The ring Z is the simplest possible ring of integers.[1] Namely, Z = OQ where Q is the field of rational numbers.[2] And indeed, in algebraic number theory the elements of Z are often called the "rational integers" because of this.

The ring of integers of an algebraic number field is the unique maximal order in the field.

Properties

The ring of integers OK is a finitely-generated Z-module. Indeed, it is a free Z-module, and thus has an integral basis, that is a basis b1, … ,bn ∈ OK of the Q-vector space K such that each element x in OK can be uniquely represented as

\( x=\sum _{{i=1}}^{n}a_{i}b_{i}, \)

with ai ∈ Z.[3] The rank n of OK as a free Z-module is equal to the degree of K over Q.
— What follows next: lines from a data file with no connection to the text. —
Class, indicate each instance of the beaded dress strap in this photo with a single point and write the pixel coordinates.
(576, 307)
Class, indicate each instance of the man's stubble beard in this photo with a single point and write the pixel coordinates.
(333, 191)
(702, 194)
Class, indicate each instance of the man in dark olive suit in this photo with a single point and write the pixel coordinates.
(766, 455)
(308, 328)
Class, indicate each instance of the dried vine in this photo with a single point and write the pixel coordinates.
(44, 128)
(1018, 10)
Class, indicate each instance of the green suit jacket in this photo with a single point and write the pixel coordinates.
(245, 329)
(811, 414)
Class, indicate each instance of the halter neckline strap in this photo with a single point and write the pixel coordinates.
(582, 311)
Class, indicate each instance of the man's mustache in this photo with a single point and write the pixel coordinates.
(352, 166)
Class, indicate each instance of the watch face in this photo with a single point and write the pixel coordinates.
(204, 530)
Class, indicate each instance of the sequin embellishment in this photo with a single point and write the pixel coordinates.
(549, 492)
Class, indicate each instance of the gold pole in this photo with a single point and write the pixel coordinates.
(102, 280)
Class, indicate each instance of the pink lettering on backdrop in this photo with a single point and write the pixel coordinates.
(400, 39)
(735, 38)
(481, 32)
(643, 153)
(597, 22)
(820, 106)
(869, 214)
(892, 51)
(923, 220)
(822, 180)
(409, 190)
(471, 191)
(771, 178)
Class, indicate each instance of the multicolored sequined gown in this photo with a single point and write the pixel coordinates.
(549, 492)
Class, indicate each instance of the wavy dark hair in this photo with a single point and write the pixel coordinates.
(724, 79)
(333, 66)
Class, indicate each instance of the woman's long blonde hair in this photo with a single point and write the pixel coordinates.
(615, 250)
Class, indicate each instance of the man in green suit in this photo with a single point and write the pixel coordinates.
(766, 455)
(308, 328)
The rings of integers in number fields are Dedekind domains.[4]
Examples
Computational tool

A useful tool for computing the integral close of the ring of integers in an algebraic field \( K/{\mathbb {Q}} \) is using the discriminant. If K is of degree n over \( \mathbb {Q} \) , and \( {\displaystyle \alpha _{1},\ldots ,\alpha _{n}\in {\mathcal {O}}_{K}} \) form a basis of K over \( \mathbb {Q} \) , set \( {\displaystyle d=\Delta _{K/\mathbb {Q} }(\alpha _{1},\ldots ,\alpha _{n})} \) . Then, \( {\mathcal {O}}_{K} \) is a submodule of the \( \mathbb {Z} \) module spanned by \( {\displaystyle \alpha _{1}/d,\ldots ,\alpha _{n}/d} \) [5] pg. 33. In fact, if d is square-free, then this forms an integral basis for \( {\mathcal {O}}_{K} \) [5] pg. 35.
Cyclotomic extensions

If p is a prime, ζ is a pth root of unity and K = Q(ζ) is the corresponding cyclotomic field, then an integral basis of OK = Z[ζ] is given by (1, ζ, ζ2, … , ζp−2).[6]
Quadratic extensions

If d {\displaystyle d} d is a square-free integer and \( {\displaystyle K=\mathbb {Q} ({\sqrt {d}})} \) is the corresponding quadratic field, then \( {\mathcal {O}}_{K} \) is a ring of quadratic integers and its integral basis is given by (1, (1 + √d)/2) if d ≡ 1 (mod 4) and by (1, √d) if d ≡ 2, 3 (mod 4).[7] This can be found by computing the minimal polynomial of an arbitrary element \( {\displaystyle a+b{\sqrt {d}}\in \mathbb {Q} ({\sqrt {d}})} \) where \( {\displaystyle a,b\in \mathbb {Z} }. \)
Multiplicative structure

In a ring of integers, every element has a factorization into irreducible elements, but the ring need not have the property of unique factorization: for example, in the ring of integers ℤ[√-5], the element 6 has two essentially different factorizations into irreducibles:[4][8]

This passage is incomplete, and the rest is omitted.